When a subepithelial tumor is found during endoscopy, especially when one is incidentally found during routine medical health examinations, tumor size and presence or absence of clinically malignant features are the main determinants for further detailed examinations, such as EUS, computed tomography with contrast enhancement, and/or EUS-FNA/B [14, 23]. Clinically malignant features on endoscopy include irregular borders, ulceration, and/or growth during endoscopic follow-up. When there are no clinically malignant features, a gastric subepithelial tumor ≤ 2 cm is usually followed up by endoscopy or EUS once or twice a year. On the contrary, it is recommended that subepithelial tumors > 5 cm, except for definitely benign tumors, should be surgically resected and subjected to pathological examinations [14, 15]. In the case of gastric GMTs measuring 2–5 cm, more invasive and expensive procedures to achieve tissue diagnosis, such as EUS-FNA/B and deep biopsy via endoscopic submucosal dissection, are usually recommended to evaluate their malignant potential, mainly to differentiate GISTs from non-GISTs. Therefore, how to approach GMTs measuring 2–5 cm is important to both patients and physicians in real practice. We aimed to make a scoring system with an acceptable accuracy to discriminate GISTs from non-GISTs. For this, we used the factors that are not endoscopist dependent and can be expressed as objective values. In the present study, we found three objective factors (age, Tmean, and TSD) that were significantly associated with the possibility of GIST, and then could make GIST-PSS. When a GIST-PSS score was 3 points or more, the sensitivity, specificity, and accuracy for predicting GIST were 86.5%, 75.9%, and 83.5%, respectively. Considering the diagnostic yields of EUS-FNA/B are 60–85% in subepithelial tumors [24,25,26], our results are thought to be acceptable to use in real clinics. However, further large prospective studies are required to validate our results of GIST-PSS based on digital image analysis.

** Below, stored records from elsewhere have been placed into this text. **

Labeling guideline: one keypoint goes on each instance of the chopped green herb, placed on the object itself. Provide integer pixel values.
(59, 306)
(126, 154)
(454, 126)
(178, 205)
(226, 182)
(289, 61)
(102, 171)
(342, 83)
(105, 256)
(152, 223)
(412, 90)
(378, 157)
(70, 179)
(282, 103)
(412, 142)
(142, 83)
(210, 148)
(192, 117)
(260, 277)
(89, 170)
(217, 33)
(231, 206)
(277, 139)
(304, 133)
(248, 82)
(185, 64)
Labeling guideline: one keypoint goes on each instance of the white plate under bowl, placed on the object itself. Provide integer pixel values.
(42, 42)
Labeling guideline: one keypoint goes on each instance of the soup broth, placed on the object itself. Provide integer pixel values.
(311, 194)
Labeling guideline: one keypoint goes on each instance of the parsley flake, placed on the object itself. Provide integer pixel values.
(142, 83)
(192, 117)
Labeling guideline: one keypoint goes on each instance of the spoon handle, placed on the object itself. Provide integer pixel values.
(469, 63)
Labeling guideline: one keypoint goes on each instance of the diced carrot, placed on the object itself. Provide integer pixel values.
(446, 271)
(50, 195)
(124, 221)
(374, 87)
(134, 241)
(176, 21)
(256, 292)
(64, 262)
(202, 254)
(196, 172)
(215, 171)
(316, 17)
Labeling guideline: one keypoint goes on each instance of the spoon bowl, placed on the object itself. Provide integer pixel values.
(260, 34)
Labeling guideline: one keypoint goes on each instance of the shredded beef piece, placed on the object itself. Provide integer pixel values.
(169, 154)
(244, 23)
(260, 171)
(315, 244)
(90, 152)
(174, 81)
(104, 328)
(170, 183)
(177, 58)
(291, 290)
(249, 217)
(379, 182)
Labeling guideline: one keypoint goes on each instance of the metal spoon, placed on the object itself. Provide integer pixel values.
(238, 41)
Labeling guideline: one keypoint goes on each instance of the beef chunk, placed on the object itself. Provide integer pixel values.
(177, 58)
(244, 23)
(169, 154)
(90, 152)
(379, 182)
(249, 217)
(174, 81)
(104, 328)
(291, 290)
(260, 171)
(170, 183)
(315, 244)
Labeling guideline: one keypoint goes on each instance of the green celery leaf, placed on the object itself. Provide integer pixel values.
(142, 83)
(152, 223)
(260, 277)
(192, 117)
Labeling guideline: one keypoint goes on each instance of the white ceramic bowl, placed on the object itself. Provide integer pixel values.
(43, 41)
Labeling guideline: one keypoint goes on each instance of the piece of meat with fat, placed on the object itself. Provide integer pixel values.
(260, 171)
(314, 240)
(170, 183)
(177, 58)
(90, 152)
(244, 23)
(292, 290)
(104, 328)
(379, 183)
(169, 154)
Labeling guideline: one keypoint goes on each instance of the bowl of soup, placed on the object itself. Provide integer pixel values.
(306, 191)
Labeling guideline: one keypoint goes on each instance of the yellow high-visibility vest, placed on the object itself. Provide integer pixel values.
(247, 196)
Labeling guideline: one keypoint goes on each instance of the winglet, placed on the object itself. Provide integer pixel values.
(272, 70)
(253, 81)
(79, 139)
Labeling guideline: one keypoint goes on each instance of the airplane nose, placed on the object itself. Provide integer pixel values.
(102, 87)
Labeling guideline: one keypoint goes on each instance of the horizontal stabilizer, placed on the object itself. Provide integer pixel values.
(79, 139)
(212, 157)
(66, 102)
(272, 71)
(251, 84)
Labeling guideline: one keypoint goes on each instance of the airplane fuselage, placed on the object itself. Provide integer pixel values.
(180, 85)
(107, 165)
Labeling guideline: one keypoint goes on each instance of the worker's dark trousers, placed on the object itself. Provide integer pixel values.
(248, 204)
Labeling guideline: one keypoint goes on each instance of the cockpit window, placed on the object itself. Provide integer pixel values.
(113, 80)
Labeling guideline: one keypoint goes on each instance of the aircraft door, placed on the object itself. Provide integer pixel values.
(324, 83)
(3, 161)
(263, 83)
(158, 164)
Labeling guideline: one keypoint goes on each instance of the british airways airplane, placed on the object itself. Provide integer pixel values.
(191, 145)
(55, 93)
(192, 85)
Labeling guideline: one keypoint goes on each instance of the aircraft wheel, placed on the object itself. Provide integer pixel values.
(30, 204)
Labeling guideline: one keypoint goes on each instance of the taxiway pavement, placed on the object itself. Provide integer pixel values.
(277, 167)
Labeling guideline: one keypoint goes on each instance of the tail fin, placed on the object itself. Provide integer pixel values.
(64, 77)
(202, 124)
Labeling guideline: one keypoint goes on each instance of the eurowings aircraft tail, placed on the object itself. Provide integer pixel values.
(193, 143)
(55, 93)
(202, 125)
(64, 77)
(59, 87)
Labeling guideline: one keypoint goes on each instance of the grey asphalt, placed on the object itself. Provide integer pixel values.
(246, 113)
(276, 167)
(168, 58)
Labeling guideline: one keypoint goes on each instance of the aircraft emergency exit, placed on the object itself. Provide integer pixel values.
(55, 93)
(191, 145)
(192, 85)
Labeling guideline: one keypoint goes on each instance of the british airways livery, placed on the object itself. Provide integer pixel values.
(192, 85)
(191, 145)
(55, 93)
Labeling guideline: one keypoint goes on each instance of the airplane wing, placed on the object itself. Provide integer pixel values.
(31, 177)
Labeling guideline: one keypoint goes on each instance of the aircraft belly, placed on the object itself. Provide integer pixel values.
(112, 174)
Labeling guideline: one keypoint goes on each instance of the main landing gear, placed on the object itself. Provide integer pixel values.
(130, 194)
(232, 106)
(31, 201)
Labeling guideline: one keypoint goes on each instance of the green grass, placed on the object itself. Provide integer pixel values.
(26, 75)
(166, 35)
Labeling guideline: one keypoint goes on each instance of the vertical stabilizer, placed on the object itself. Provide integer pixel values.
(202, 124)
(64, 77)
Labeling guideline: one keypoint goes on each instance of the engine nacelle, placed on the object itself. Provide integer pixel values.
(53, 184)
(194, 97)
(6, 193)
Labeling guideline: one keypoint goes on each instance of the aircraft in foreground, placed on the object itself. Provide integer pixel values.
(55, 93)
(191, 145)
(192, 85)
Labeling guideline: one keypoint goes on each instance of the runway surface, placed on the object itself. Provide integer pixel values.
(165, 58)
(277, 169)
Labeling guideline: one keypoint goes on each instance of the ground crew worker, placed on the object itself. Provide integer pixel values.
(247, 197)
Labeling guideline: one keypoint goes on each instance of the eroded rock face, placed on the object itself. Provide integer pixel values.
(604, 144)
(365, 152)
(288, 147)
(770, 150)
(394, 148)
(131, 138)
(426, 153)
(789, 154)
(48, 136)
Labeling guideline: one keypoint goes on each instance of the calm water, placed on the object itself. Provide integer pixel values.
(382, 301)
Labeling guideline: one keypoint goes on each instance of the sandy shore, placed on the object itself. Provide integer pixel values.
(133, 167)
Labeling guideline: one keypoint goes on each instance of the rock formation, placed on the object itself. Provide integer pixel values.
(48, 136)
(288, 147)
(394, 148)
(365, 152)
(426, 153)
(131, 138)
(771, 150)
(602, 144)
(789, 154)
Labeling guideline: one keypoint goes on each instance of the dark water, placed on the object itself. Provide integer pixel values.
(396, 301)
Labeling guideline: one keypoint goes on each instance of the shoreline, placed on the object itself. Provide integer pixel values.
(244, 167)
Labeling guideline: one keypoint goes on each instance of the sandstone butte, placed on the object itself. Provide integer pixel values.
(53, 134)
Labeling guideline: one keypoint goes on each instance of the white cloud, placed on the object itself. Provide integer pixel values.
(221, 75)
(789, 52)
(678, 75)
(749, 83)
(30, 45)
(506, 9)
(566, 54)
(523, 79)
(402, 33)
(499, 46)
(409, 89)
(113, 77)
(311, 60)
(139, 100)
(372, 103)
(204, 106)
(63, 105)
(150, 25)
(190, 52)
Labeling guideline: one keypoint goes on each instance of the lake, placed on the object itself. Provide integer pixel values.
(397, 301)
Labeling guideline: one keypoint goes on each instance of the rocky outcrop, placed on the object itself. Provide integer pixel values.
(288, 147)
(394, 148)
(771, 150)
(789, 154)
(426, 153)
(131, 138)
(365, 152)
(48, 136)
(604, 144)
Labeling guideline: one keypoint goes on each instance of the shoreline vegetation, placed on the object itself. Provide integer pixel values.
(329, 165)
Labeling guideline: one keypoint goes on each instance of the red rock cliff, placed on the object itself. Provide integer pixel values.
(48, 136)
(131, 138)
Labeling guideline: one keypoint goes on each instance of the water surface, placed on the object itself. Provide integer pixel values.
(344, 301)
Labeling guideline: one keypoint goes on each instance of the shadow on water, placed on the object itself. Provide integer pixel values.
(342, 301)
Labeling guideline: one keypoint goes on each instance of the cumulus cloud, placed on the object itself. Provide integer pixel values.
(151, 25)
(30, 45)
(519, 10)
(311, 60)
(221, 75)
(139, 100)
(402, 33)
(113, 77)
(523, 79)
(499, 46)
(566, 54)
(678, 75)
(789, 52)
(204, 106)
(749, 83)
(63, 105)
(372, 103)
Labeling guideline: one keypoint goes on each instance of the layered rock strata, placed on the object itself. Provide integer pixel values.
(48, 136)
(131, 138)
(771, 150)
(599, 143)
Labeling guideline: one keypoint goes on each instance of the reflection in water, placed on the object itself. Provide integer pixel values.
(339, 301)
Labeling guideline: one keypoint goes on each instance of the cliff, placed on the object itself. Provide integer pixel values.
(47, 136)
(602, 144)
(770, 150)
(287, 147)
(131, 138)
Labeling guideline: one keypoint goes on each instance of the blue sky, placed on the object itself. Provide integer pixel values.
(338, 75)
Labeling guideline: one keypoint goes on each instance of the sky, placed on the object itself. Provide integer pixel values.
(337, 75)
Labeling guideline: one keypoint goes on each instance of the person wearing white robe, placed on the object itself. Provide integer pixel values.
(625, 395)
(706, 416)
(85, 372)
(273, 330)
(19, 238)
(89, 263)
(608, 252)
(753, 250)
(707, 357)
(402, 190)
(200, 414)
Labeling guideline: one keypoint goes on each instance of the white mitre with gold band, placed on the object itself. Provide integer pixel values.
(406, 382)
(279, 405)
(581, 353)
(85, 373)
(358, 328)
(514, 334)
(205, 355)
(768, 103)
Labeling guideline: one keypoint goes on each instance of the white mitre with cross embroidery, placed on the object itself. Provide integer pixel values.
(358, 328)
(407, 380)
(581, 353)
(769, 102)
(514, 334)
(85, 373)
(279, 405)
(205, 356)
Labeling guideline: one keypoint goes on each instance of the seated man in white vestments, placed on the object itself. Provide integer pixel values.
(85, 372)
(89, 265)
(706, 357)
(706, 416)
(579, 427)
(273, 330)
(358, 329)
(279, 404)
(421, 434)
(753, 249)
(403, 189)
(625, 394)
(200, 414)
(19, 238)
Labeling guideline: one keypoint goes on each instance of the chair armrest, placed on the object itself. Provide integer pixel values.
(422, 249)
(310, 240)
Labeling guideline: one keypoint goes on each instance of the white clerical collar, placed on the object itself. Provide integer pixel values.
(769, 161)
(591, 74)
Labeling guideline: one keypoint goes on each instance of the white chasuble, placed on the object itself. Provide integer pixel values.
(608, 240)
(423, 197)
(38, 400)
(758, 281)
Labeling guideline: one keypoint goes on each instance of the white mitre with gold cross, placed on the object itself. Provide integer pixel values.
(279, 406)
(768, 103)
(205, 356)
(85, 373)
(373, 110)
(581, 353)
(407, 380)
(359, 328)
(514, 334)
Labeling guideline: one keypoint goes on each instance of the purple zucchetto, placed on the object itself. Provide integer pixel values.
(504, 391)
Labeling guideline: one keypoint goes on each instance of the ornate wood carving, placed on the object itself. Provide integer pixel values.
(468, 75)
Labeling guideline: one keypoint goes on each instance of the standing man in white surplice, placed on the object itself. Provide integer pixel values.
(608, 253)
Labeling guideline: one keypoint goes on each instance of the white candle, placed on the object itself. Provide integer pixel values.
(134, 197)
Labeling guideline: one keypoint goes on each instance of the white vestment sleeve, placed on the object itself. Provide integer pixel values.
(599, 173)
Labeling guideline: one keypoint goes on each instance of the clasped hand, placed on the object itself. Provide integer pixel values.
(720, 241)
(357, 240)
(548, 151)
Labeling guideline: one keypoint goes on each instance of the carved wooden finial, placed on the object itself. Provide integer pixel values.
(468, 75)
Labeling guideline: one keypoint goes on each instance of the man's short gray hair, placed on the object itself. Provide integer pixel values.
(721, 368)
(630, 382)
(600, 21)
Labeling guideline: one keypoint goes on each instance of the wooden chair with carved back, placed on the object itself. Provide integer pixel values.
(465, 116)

This study has several limitations. First, this was a retrospective study that compared EUS images between GISTs and non-GISTs using digital image analysis. Therefore, there might have been a potential bias when retrospectively reviewing the EUS images. During EUS examination, we obtained at least ten EUS images to determine the characteristics of GMTs and selected one EUS image with the highest quality for digital image analysis; this could compensate, to some degree, the limitation of a retrospective study. Second, patients were selected for surgery according to the clinical opinions and decisions of the physicians. Third, even though we analyzed only EUS images obtained using a radial-scanning mechanical echoendoscope (GF-UM2000; Olympus) at 7.5 MHz to reduce differences between the images due to use of different frequencies, the actual settings of the EUS, such as gain and contrast, and different echoendoscopes and EUS systems, were different in each case. Therefore, we did attempt to standardize the EUS images according to the brightness values of the anechoic center and outer hyperechoic rim of the echoendoscope. However, this attempt to standardize the EUS images cannot overcome the limitations of a retrospective study. Further prospective studies are needed that use the same settings, such as gain and contrast, during EUS examination.

In conclusion, digital EUS image analysis provides objective information to differentiate GISTs from non-GISTs in GMTs. The scoring system shows a high sensitivity and specificity in predicting GIST in GMTs measuring 2–5 cm. Further prospective studies about the validation of the scoring system using digital image analysis are needed in a larger number of GMTs.